Was muss ich noch dazu rechnen? Ich geh mal von Bremsscheiben und Kasette aus?
Auf welche Maße muss ich achten? Bike ist 26 Zoll, hat Schnellspanner (normales Maß?) und 3x9 X5
Wenn jemand noch was daheim liegen hat oder mir eine Empfehlung aus dem Bikemarkt geben kann wär ich natürlich begeistert 

Grüße von greenhorn


----------



## TigersClaw (18. Mai 2013)

http://www.cnc-bike.de/product_info.php?cPath=320_133_516&products_id=10875

Den habe ich am Rad meiner Frau verbaut. Real 1490g gewogen. Nur so als Tip


----------



## MTB-News.de




----------



## Silvermoon (19. Mai 2013)

greenhorn-biker schrieb:


> Was muss ich noch dazu rechnen?
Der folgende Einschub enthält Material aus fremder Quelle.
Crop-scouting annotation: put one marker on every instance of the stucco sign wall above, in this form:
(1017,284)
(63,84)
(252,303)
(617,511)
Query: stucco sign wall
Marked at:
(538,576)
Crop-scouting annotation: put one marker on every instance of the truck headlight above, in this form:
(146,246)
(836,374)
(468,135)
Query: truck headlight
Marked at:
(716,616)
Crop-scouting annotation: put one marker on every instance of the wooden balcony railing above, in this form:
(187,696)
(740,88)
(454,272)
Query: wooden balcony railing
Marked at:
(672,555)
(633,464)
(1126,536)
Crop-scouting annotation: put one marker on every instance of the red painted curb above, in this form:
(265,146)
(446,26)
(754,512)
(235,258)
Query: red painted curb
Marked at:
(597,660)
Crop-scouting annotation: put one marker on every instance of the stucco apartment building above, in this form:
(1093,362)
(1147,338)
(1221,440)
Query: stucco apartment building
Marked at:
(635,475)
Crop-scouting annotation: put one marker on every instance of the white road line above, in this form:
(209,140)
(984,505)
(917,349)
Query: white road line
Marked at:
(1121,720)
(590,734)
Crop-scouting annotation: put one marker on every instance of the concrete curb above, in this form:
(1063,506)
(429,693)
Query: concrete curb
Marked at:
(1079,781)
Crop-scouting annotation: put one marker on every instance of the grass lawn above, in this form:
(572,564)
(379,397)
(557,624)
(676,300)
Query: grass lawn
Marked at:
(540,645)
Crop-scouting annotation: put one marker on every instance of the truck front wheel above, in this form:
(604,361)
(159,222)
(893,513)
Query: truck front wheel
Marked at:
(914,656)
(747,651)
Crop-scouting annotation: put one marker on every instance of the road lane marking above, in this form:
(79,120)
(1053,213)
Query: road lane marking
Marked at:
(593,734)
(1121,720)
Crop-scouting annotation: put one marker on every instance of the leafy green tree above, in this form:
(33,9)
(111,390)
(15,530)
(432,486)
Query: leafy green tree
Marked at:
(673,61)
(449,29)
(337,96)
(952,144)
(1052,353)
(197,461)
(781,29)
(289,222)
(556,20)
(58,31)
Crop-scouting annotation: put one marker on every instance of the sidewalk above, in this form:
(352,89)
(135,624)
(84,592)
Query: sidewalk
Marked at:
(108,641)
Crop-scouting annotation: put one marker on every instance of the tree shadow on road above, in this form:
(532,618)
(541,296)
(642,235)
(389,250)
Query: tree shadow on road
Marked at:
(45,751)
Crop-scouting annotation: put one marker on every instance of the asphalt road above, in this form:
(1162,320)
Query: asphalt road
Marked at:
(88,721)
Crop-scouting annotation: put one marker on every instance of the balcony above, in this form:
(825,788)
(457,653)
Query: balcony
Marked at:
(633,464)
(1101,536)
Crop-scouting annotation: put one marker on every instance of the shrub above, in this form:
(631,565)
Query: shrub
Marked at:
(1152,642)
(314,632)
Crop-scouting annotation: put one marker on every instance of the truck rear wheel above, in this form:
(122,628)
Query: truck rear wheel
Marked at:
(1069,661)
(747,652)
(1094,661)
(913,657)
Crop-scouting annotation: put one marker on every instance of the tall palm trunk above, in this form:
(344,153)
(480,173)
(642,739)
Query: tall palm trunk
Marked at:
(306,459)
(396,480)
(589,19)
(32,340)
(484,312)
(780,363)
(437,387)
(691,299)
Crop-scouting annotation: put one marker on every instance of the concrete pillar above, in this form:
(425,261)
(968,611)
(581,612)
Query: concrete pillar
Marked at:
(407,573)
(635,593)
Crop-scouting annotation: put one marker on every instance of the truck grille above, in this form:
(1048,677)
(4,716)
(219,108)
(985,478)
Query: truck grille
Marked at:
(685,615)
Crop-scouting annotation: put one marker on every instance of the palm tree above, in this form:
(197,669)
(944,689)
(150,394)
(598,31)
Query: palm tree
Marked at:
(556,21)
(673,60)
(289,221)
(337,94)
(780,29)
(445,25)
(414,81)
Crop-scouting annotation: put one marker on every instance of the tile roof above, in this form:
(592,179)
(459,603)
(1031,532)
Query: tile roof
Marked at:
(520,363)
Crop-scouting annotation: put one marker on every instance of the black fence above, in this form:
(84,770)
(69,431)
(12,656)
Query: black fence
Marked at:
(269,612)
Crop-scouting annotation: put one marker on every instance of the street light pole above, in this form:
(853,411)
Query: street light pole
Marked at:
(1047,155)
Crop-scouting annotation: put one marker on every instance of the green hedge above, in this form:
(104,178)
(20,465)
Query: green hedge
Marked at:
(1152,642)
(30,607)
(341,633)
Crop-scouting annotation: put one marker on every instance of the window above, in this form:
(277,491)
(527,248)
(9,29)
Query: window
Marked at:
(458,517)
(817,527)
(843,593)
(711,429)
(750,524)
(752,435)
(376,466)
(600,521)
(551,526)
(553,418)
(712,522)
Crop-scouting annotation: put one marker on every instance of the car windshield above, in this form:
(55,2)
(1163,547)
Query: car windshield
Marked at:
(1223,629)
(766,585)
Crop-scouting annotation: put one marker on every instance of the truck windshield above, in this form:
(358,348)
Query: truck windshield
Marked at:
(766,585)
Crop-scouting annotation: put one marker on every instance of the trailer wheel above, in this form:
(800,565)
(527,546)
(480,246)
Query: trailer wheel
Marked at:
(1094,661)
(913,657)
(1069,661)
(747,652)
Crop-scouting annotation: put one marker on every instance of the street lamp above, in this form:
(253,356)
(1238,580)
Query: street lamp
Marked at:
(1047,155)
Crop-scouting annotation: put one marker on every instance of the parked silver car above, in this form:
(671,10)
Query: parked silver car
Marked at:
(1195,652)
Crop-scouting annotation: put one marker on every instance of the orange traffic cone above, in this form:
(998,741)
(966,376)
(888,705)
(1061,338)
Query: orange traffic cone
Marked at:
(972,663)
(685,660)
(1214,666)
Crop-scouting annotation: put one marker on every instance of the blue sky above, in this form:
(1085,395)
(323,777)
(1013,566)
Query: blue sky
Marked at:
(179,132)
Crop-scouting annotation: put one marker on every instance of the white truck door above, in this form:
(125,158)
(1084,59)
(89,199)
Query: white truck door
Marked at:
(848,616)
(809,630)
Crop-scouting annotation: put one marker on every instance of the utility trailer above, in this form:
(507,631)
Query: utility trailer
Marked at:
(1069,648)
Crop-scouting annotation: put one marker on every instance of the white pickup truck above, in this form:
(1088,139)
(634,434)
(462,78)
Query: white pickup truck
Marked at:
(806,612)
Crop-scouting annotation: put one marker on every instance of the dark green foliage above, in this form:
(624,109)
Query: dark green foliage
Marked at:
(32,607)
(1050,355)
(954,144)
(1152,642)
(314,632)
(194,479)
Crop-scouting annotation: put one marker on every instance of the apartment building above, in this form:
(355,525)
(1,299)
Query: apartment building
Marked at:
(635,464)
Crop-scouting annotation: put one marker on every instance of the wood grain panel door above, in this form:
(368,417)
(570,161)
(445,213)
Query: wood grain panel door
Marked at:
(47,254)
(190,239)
Ich geh mal von Bremsscheiben und Kasette aus?



Tipp: Du kannst doch die vorhandenen Teile von deinem jetzigen Laufradsatz runtermontieren und auf den neuen LRS verbauen.


----------



## scylla (19. Mai 2013)

Hi greenhorn,

gebrauchten LRS ist so eine Sache. Das ist halt das Teil, das mit am meisten abkriegt beim Biken, da es direkten Kontakt zum Untergrund hat. Das kann gut gehen mit was Gebrauchtem, kann aber auch nicht.

Hast du Probleme mit deinem derzeitigen LRS? Also zu "weich", knarzt,...? Wenn nicht, würde ich es eher lassen und das Geld in den Sparstrumpf tun für das nächste Bike. Du planst ja eh schon, dir was ganz Neues leisten zu wollen.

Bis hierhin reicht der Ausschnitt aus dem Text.